Anna Karamardian’s story is another tragic tale. Karamardian, 81, a grandmother, was born in Kessab, Syria. Her parents walked nearly 200 kilometers to Jisr Al Shughur, a city in northwestern Syria, to find sanctuary. Fleeing the conflict, the Karamardians lost both their sons. “The older son died of exhaustion and was simply left next to the bushes among other dead bodies,” she told Newsweek Middle East, speaking of her own brother.
“My mother was so tired and could no longer breastfeed her younger son so he died of starvation and was also left next to a bush. I still remember my mother would say that she always wanted to go back to them, to bury them properly. But what was the point, there were so many like them!”
Once they reached Jisr Al Shughur, her mother was so ill that her father had to beg for food from local residents.
“One day, an Arab lady came by and asked my father to pray for her sick son,” Karamardian said, adding that the lady came back later with food. Out of nine siblings, Karamardian’s father was the only survivor. According to her, they had built five small houses where they lived in Kessab, of which only one remained standing.
Later, her father learned that his niece was registered in an orphanage in Aleppo. “He was overwhelmed and went to see if it were true. When he asked to see the little Karamardian girl, to his surprise he was told that there were two Karamardians,” she said.
Overwhelmed by mixed emotions, Karamardian smiled as she told Newsweek Middle East that it turned out that the girl’s brother was also registered there, “but the boys’ and girls’ sections did not coordinate, hence no one knew the other was alive.”
Needless to say, her father took them both in and raised them as his own.
On the other side of the Atlantic, Armenians share similar memories of past suffering. Armen Orujyan moved to the United States nearly three decades ago from Armenia. Orujyan’s grandfather was born at the turn of the past century, in Hadjin, Ottoman Turkey and was the only person, from his family of eight, to survive the 1915 events. “In search of safety, he had journeyed throughout the Middle East until finally settling in Lebanon where he had served as a colonel in the French Army until he had moved his family to Soviet Armenia in 1946,” Orujyan said.

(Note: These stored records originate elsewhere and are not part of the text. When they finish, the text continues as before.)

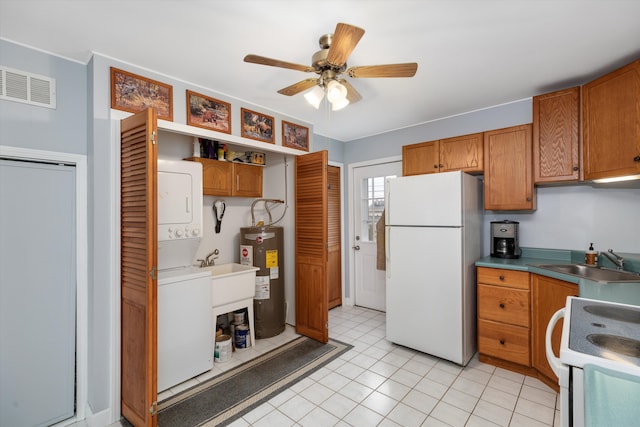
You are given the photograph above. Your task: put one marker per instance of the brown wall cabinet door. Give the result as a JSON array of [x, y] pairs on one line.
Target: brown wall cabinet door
[[611, 124], [556, 136], [247, 180], [418, 159], [508, 178], [139, 254], [463, 153]]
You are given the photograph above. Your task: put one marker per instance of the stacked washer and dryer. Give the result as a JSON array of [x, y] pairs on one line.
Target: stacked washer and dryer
[[185, 326]]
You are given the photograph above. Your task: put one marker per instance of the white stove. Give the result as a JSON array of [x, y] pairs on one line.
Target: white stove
[[599, 363]]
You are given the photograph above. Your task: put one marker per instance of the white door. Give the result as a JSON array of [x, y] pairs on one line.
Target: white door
[[367, 209], [37, 293]]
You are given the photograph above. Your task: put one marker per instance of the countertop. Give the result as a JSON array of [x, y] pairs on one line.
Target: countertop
[[531, 257]]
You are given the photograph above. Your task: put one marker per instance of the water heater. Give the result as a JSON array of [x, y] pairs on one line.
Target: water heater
[[262, 247]]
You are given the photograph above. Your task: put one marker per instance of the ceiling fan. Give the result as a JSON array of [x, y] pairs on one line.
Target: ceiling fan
[[330, 62]]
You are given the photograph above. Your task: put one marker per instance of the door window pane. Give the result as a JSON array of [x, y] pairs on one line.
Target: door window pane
[[371, 206]]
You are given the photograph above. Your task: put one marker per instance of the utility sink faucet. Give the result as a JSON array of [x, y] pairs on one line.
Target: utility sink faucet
[[616, 259], [209, 259]]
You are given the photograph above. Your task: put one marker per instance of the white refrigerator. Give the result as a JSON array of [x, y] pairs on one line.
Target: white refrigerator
[[433, 233]]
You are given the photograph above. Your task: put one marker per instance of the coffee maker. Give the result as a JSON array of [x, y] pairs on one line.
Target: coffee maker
[[504, 239]]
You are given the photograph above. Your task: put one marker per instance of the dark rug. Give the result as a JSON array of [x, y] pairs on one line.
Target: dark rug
[[228, 396]]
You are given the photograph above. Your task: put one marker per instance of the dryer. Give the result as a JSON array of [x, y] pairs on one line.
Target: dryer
[[185, 319]]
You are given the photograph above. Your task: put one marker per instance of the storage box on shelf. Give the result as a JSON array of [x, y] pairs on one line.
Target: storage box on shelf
[[504, 317]]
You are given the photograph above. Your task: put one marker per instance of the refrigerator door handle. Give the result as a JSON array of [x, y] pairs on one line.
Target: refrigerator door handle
[[387, 255]]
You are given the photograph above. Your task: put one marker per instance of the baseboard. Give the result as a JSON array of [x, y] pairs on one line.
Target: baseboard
[[100, 419]]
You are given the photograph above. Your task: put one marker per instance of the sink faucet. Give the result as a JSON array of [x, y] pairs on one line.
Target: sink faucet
[[616, 259], [209, 259]]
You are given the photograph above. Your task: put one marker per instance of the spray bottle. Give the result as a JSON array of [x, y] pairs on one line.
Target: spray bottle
[[591, 256]]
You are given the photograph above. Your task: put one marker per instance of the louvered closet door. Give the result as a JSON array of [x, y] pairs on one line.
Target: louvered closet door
[[312, 300], [138, 245]]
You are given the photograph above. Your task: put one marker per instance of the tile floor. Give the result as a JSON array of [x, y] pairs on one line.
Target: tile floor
[[378, 383]]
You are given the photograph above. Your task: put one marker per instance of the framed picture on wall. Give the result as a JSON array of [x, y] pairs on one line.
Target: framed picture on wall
[[208, 113], [257, 126], [131, 92], [295, 136]]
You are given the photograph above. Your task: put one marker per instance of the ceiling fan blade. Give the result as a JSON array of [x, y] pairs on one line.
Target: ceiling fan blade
[[352, 93], [345, 39], [298, 87], [389, 70], [263, 60]]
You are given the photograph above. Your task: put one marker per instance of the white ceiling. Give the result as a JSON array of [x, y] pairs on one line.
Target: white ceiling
[[470, 54]]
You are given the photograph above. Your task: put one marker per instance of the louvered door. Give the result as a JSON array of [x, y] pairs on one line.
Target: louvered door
[[138, 247], [311, 240]]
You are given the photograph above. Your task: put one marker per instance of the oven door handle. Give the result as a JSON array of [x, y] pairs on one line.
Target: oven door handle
[[554, 361]]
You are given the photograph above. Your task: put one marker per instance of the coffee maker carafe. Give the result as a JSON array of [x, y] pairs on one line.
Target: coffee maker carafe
[[504, 239]]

“Try thinking about that for a second. A huge web of people is missing from my life. These could have been my uncles, aunts, cousins,” he went on.
According to Orujyan, the Armenian diaspora in the U.S. is very strong, as it has become what he calls a “natural part of the American fabric.” To the question whether Armenians are giving back enough to nations which once helped them, he replied: “We should extend our hands not only because they were there for us 100 years ago, but also because that’s the most humane and logical thing to do and we should not be afraid of migrants. This wonderful nation was built on that premise and on that promise.”
The stories shared by these people have one thing in common: their Armenian ancestors were saved by ordinary people, who extended a helping hand, unwilling to remain indifferent.